In other words, there are no clear lines between the inherent nature of what a program does – like sorting a list faster – which is clearly just software, and not patentable, and the “technical effect” on the outside world of making it easier for a programmer to produce code by sorting a list faster, say, which might be according to some interpretations.

This referral is important because it exposes – officially and definitively - the inherent contradictions in the position that software can be patented. Whenever software patent lawyers try to pin things down with an even more subtle interpretation of some of the words or ideas in this domain, there are yet more conflicting court cases that try to follow those equivocal interpretations.

The referral is an attempt – a pretty desperate one, actually – to obtain a definitive resolution of those contradictions.
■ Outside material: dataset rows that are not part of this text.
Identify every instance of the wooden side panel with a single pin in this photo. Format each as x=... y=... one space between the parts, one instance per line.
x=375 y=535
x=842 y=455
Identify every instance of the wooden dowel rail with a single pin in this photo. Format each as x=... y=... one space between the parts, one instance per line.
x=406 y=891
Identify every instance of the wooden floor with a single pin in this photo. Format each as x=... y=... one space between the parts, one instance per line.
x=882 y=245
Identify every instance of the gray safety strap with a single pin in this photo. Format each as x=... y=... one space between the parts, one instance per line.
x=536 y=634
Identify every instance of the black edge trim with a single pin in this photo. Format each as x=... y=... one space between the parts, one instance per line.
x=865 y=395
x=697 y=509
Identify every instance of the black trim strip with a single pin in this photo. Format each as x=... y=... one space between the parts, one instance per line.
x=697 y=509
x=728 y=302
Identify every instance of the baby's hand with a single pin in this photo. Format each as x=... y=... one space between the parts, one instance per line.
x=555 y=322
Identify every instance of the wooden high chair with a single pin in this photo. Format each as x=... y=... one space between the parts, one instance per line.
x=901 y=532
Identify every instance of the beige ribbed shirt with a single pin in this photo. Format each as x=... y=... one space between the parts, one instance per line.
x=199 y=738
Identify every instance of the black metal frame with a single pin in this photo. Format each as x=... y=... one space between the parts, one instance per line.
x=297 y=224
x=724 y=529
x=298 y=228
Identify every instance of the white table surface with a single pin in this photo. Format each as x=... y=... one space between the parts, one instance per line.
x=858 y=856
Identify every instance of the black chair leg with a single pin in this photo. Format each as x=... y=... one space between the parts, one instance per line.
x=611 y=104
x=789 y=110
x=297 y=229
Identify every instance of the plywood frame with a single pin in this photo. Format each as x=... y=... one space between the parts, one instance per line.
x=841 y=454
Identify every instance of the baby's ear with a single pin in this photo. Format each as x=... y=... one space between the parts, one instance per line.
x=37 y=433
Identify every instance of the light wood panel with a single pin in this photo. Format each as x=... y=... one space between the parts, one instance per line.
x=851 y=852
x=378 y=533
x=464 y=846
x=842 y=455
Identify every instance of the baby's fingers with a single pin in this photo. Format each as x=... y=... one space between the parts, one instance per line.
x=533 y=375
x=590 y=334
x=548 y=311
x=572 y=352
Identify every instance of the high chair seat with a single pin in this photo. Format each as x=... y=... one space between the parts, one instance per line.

But the appeal is being made in vain: there is no resolution, because the idea of a software patent is fundamentally flawed, an attempt to patent pure knowledge. I trained as a mathematician, and therefore understand – as do many others rather better qualified than I am in this area – that software consists of mathematical algorithms; and if they were patentable, all of mathematics, economics and business would simply grind to a halt, hopelessly entangled in impenetrable patent thickets.

Mathematics also provides a handy explanation why every attempt to come up with a coherent framework for software patents results in the conceptual dissonance that so troubles the EPO: it's called a Proof by Contradiction. If, when you assume some statement is true, you can end up proving through a series of logical steps something that is contradictory or untrue, you know your initial assumption was false. The assumption that in some way software is patentable has led to nothing but contradictions at every turn. Ergo, the initial assumption is false. Software is not patentable.